Тесть намерен взять не менее восьми фляг майского меда.
Он впервые выехал на кочевку за двести пятьдесят километров от Красногорска, от родного дома. В начале мая он обычно держал свои ульи в саду, а с наступлением тепла и дружного цветения трав перебирался в недальнюю балку, к Червонной горе, и был там до осенних холодов. Обычно у него случалось две качки, первая - во второй половине июня. Филипп же Федорович в поисках раннего весеннего цветения отбывал из Красногорска, подальше от студеных горных ветров, в конце марта или в начале апреля и кочевал по Ставропольскому краю, иногда захватывая и соседнюю Калмыкию. За сезон ему удавалось сделать четыре-пять качек. Соблазнившись его примером, тесть тоже решил попытать счастье, тем более что подвернулись хорошие компаньоны, оба на колесах.
- В нашем деле, Петр Алексеевич, главное - разведка, - скрипя нарами, поучал меня тесть. - Вовремя найти подходящее место и поспеть к основному взятку - это все равно что в срок жениться. Прозевал - молодку потерял...
Расспросив меня о Наде и вполне удовлетворившись моими ответами, в которых не было и тени намека на сложные обстоятельства нашей семейной жизни, тесть перевернулся на бок и уснул. За дощатой стеною все еще раздавались соловьиные трели.
Я думал о пасечниках. Интересные люди! Между ними, я подозреваю, есть свои и даже сложные, запутанные отношения, разобраться во всем будет не просто.
Тем лучше. Это в какой-то мере встряхнет меня, избавит от скуки. Многие из них, пожалуй, достаточно богаты, один мой тесть - исключение, он не умеет копить на черный день, дожил до седых волос и не почувствовал вкуса к деньгам. Как они появляются у него - так же, с невероятной быстротой, исчезают, растекаются песком сквозь пальцы. Кто он? Беспечный человек или фатальный неудачник, призванный изо дня в день корпеть, не ведать покоя и отдыха?.. А Матвеич и Филипп Федорович - мужики с норовом, каждый знает, чего он стоит.
Времени у меня достаточно, чтобы разглядеть их вблизи, под микроскопом, как пчел. Нет, право, странные люди. Я как-то и не представлял себе таковых. Надеялся встретить обыкновенных благообразных дедков с дымарями, с деревянной посудой, грязных и обросших, - и вдруг столкнулся с приличными пенсионерами, которые имеют собственные машины и наверняка недурные счета в сберкассах. Это лишний раз служит мне доказательством того, что я, увлекшись собою, своим внутренним миром, порядочно отстал от действительной жизни.
Придется наверстывать упущенное, может, это пойдет мне на пользу.
Пробудился я с восходом солнца. Ветер дул с севера, лес шумел, кусты мотало. Несмотря на это, пчелы вылетали из летков и устремлялись вдоль просеки за добычей.
При дневном свете я лучше разглядел нашу пасеку.

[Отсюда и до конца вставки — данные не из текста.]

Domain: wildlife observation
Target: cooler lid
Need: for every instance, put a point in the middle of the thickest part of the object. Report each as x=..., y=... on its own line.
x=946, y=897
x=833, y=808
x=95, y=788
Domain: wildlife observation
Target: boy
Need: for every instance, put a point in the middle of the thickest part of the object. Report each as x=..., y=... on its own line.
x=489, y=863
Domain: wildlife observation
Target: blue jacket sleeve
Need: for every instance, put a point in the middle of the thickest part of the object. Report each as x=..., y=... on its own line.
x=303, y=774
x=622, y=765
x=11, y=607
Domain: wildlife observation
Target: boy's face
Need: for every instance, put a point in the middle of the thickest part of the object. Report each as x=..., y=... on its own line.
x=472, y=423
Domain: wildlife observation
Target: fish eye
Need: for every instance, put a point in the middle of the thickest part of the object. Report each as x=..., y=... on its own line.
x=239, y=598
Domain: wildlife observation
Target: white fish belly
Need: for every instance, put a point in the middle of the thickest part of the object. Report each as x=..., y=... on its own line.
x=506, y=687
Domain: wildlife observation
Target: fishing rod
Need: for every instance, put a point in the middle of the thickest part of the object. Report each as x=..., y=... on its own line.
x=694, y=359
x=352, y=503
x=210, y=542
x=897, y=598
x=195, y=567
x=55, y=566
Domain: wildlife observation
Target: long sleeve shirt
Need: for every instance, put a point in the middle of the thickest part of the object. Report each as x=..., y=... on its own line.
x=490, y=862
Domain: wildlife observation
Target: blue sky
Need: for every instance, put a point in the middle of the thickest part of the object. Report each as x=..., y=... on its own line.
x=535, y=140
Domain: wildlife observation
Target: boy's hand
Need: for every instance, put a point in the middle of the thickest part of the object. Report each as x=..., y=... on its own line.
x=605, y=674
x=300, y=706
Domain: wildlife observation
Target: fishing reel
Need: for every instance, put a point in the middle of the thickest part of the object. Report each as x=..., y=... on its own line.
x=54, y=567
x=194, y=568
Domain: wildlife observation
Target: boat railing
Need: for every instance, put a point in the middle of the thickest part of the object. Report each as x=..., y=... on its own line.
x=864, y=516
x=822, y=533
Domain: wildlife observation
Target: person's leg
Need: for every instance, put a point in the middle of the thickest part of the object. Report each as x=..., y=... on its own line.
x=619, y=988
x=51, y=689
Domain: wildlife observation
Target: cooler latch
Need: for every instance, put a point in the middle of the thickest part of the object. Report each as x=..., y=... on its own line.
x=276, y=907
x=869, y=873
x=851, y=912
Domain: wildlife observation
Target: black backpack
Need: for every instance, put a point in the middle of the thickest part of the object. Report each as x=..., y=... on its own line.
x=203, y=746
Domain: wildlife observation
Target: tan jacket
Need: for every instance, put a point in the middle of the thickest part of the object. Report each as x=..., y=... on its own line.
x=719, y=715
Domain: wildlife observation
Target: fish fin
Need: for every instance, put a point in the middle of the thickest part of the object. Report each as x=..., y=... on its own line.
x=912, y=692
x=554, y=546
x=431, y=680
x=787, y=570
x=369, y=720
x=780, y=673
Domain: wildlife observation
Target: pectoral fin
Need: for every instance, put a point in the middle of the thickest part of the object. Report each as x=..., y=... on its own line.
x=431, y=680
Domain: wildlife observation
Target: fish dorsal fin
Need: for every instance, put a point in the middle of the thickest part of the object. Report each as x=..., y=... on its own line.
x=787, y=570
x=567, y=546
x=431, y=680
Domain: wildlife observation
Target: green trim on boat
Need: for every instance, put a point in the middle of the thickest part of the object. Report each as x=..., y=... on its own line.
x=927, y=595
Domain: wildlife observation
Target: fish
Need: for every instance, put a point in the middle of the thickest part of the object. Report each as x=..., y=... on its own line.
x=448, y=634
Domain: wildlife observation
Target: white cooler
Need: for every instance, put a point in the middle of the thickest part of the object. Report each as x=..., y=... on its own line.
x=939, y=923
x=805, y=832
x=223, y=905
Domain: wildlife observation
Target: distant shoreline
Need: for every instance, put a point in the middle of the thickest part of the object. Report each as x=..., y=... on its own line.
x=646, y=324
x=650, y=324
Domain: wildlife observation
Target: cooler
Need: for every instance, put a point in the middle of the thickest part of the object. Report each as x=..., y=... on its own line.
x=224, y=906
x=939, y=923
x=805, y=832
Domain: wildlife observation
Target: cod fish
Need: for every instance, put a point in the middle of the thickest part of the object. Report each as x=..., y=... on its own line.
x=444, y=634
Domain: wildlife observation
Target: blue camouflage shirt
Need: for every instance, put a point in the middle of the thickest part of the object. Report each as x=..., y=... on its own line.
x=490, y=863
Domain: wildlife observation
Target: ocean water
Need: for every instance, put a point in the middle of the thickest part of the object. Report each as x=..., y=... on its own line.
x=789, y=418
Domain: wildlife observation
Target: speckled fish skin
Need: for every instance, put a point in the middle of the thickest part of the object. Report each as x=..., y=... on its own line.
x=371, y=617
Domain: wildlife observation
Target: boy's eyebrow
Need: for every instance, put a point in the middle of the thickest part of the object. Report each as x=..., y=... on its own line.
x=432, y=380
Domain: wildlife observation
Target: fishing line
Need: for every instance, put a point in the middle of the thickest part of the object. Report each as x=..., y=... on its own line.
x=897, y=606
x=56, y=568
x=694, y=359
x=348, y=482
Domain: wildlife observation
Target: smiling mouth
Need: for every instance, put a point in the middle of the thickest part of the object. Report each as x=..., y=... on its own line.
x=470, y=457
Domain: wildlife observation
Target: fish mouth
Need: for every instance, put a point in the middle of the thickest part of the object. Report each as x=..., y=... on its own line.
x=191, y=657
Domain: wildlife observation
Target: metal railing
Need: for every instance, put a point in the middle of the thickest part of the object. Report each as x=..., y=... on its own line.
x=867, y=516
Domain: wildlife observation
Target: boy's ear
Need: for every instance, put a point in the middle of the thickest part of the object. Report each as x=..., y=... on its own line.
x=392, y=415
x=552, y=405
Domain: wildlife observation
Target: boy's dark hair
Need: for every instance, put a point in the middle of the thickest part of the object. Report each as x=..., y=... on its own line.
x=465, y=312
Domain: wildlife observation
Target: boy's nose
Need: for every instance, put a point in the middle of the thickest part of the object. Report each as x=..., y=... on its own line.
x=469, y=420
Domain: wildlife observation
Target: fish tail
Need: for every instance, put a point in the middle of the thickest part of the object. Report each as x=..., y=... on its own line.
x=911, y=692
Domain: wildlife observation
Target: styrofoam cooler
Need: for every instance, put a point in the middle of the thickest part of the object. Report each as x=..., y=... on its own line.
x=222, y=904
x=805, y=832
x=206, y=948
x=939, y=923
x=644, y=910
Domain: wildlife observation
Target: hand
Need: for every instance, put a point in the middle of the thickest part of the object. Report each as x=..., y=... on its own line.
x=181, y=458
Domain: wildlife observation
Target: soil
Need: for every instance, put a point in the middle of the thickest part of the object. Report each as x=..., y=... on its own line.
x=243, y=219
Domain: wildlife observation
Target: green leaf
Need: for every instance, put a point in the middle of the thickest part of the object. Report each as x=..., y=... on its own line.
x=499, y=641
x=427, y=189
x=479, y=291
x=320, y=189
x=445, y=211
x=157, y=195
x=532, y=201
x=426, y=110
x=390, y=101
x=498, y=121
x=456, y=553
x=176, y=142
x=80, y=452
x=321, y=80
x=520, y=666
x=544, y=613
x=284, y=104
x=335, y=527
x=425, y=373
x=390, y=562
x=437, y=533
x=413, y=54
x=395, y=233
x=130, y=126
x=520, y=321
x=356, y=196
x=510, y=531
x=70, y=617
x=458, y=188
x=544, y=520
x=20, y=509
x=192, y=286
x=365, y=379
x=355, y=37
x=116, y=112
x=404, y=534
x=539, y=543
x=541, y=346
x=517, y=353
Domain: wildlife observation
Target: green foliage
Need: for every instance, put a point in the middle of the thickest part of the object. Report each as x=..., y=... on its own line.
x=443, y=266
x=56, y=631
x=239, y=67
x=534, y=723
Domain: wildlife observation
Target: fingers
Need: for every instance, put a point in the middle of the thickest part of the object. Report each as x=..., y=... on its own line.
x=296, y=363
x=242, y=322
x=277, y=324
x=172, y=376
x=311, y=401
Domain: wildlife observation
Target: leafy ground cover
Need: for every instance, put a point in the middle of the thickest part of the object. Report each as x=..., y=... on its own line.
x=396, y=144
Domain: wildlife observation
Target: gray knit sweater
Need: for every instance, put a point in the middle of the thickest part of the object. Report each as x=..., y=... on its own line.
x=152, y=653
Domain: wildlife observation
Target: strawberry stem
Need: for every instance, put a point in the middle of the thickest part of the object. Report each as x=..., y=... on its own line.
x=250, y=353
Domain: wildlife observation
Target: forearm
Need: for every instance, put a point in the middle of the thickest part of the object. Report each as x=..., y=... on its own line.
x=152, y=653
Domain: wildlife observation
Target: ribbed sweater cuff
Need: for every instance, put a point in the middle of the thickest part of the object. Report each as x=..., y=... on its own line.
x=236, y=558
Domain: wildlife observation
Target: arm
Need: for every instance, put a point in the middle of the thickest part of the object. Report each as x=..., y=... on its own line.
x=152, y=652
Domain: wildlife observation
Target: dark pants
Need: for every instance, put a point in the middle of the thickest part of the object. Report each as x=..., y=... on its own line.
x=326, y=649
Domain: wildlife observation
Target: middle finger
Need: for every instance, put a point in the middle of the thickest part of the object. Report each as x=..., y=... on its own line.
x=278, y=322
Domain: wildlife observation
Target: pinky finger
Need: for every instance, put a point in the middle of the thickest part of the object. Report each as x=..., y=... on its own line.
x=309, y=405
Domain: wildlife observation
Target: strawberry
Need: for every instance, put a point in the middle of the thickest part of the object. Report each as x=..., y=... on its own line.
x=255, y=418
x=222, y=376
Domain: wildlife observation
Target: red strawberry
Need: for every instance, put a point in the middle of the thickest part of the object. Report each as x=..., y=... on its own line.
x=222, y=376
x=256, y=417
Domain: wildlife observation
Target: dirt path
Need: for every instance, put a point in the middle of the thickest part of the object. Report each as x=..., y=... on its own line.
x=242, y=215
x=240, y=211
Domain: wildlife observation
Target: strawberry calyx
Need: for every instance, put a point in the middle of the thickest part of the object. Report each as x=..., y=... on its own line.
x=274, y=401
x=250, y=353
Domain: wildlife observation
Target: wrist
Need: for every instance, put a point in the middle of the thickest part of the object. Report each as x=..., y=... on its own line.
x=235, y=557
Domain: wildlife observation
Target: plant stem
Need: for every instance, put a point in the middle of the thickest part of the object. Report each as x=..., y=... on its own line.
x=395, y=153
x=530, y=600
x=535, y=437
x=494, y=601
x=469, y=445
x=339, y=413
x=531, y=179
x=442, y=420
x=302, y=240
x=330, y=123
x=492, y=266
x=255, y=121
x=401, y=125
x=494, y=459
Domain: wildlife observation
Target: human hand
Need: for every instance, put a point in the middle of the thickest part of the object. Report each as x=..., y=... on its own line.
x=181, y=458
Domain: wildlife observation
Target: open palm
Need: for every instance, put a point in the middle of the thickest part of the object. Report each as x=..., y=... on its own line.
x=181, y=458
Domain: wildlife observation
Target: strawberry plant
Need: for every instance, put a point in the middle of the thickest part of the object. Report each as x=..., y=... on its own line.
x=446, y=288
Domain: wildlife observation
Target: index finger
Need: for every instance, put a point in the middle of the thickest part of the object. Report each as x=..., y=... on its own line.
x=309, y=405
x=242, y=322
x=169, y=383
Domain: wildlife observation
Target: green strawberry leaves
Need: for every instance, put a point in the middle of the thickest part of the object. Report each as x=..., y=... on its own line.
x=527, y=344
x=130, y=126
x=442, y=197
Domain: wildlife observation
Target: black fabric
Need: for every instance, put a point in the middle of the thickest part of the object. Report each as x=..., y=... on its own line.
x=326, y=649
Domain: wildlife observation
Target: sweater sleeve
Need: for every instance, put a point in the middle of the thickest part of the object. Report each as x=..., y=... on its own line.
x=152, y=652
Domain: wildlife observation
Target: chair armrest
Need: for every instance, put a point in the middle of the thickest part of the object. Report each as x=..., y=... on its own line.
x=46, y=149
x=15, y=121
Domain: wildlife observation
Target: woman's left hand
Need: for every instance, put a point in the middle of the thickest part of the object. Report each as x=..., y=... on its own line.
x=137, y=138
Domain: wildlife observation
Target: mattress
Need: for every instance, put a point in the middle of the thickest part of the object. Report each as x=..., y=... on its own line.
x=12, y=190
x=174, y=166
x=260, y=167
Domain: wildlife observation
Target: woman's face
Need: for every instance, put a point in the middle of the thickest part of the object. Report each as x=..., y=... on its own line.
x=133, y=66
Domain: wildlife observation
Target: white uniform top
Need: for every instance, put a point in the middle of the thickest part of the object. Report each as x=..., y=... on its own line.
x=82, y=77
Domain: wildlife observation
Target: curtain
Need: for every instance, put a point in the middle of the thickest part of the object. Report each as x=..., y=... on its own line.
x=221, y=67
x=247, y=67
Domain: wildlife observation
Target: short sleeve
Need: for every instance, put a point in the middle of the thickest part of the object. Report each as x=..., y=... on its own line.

В ней сорок девять ульев разной окраски - белой, желтой, голубой, коричневой либо смешанной: корпус, например, голубой, надставка на нем коричневая, а крыша мышиного цвета. Ульи старые, с кое-где подгнившими досками, с облупившейся или потрескавшейся краской.
Их неуклюжий вид производит невыгодное впечатление в сравнении с аккуратными, стандартными ульями Матвеича, выкрашенными в голубые и белые тона. Подлетные доски у нас выпилены из обыкновенных чурок, у соседей соединены с ульями и при надобности легко закрываются на застежки. Пасека Гордеича тоже аккуратная, тщательно подобранная. В ней преобладают однокорпусные ульи, но есть и громоздкие, двухкорпусные.
Все закрыты на крючки, а у Матвеича под крышами висят черные, похожие на гирьки замки.
Тесть прихватил с собою медогонку и воскотопку да про запас - штук восемь пустых ульев. Шоферы все это пока оставили дома. В любой день они могут смотаться в Красногорск и привезти то, что им понадобится. Моему старику вряд ли улыбнется такая возможность; он молодец, полностью не надеется на благосклонность компаньонов. В деле, где пахнет деньгами, может случиться всякое. Лучше быть настороже и не терять благоразумия.
Наш контрольный улей - стояк гордо возвышается на весах посередине первого ряда. Контрольный улей Матвеича - лежак помещен в центре его пасеки и сверху прикрыт прозрачной целлофановой пленкой - от дождя.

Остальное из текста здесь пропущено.